Сегодня мне снился странный, жуткий сон. Как в детстве, я летала, но только под землей. Надо мной было не небо, не простор, а коричнево-темная скользкая толща. Взлетая, я раз за разом билась об нее затылком. Я проснулась в отчаянии - ночь, и Гриши нет рядом. Я вышла на кухню, а он там сидит за столом и курит, уставясь на газовую плиту. Я спросила, еще не оправившись от страха: "Тебе не спится, дорогой? Почему?" Он так посмотрел на меня, как на привидение, и отшатнулся к стене, вдавился в стену, я не сомневалась, что там останется темный след от его спины. Он ничего не ответил, поднялся, подошел ко мне и взял меня за горло своими пальцами. Я не видела его глаз. Он душил все сильнее и что-то смешно приговаривал. Я стала задыхаться и падать на колени. Но оказалось, что это тоже сон. Я второй раз проснулась и увидела, что Гриша лежит рядом и не спит, а смотрит на меня. "Ты так хрипела, - сказал он, - что пришлось тебя разбудить. Что с тобой?" - "Ничего, ничего, успокойся!" - пробормотала я. А потом лежала и думала - что это? Неужели смерть за мной приходила? Так больно и просто хотела меня укокошить Гришиными руками? Но главное, я не была уверена, что и это, как я лежу и думаю о смерти, как в окно вплывает рассветная дымка - тоже не сон. Уже не первый раз я теряю ощущение реальности, иногда даже среди бела дня. Наверное, я и впрямь больна, только не той болезнью, какую предполагает профессор, а другой, неизвестной, возможно, науке, болезнью воспаленного воображения. Вот пожалуйста! Я ехала в автобусе, и ко мне подошел ревизор, молоденький, синеокенький, веселенький. Спросил билетик. Я ему показала - не жалко. И говорю: "Но вы же не ревизор!" А он игриво: "Кто же я?" - "Вы - корнет Оболенский, признайтесь!" Как я его узнала, он в лице переменился, ручками замахал и на остановке сошел, не стал ни у кого больше билеты проверять. И на меня через стекло с остановки смотрел. Некоторые вокруг смеялись, думали, разбитная девица куры строит, но я-то его и впрямь приняла за корнета. Пригрезилось что-то, померещилось на миг - не сон и не явь. Я даже лучшей подруге Галке Строковой не могу о таких штуках рассказывать, она от радости примет меня за свою, она-то ненормальная и впадет в нирвану психоанализа. Это ее конек - Фрейд, буддизм и прочее, прочее. Она давала мне эти книжки читать, там ни словечка про меня нету.
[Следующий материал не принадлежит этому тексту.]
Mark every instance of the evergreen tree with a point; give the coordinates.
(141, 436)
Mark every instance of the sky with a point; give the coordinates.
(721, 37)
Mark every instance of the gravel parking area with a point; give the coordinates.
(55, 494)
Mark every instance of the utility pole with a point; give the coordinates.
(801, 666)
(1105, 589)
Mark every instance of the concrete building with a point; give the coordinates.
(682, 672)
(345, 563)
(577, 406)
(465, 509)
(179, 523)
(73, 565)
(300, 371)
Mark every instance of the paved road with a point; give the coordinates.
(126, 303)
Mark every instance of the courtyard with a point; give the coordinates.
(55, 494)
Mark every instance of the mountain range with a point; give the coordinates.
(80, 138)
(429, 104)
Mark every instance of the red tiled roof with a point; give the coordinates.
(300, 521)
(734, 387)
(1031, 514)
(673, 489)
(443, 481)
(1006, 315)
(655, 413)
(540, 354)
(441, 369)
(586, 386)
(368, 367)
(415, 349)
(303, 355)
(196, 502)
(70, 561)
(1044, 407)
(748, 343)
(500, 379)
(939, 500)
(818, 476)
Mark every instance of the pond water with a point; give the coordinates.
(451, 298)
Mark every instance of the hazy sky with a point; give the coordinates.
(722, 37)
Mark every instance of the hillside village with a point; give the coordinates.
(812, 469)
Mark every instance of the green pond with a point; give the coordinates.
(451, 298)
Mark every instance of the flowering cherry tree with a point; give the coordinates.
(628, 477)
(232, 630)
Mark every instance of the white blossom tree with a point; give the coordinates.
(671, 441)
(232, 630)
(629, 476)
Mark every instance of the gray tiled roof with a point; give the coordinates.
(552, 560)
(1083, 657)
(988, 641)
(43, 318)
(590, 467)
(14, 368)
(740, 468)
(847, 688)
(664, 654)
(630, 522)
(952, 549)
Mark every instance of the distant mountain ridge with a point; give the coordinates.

Говорят, человек сам строит свою судьбу. Вранье. Это судьба строит человека, причем наобум, как слепой зодчий. И еще. Начистоту. Самое удивительное! Такой, какая я есть, нескладеха бесчувственная, я и хочу остаться. Ничего в себе не подумаю ломать. Я с себя пылинки готова сдувать, как с хрустальной вазы. Млею от умиления, заглядывая в свои бездонные глубины. Глаза готова выцарапать тем, кто смотрит на меня косо. Теперь вы поняли, Тимофей Олегович, кого так наивно звали в гости? Или вы меня не в гости звали? Простите за идиотизм!
Ваша Кира".
Письмо восьмое. "Мне понятно, что со мной происходит, - я влюблен. Зачем долее обманывать себя - никакие ухищрения не спасут от нагрянувшей беды. Твое очарование для меня так велико, Кира, что от бумаги, которой касалась твоя рука, исходит свет, слепящий глаза.
Я не писал тебе несколько недель, честно боролся с собой, не хотел делать глупость, поправить которую уже не останется времени. Да что уж теперь-то играть в бирюльки, я не мальчик. Оставить тебя в неведении тоже нельзя, тогда у меня был бы в воображении маленький шанс, надежда на неиспользованное средство, как на чудо, мысль о том, что, объяснись я с тобой, все могло бы повернуться иначе; эта бредовая мысль изо дня в день точила бы мой череп, как капля при страшной пытке водой. И все равно рано или поздно я бы не выдержал и написал тебе смешную и грустную правду.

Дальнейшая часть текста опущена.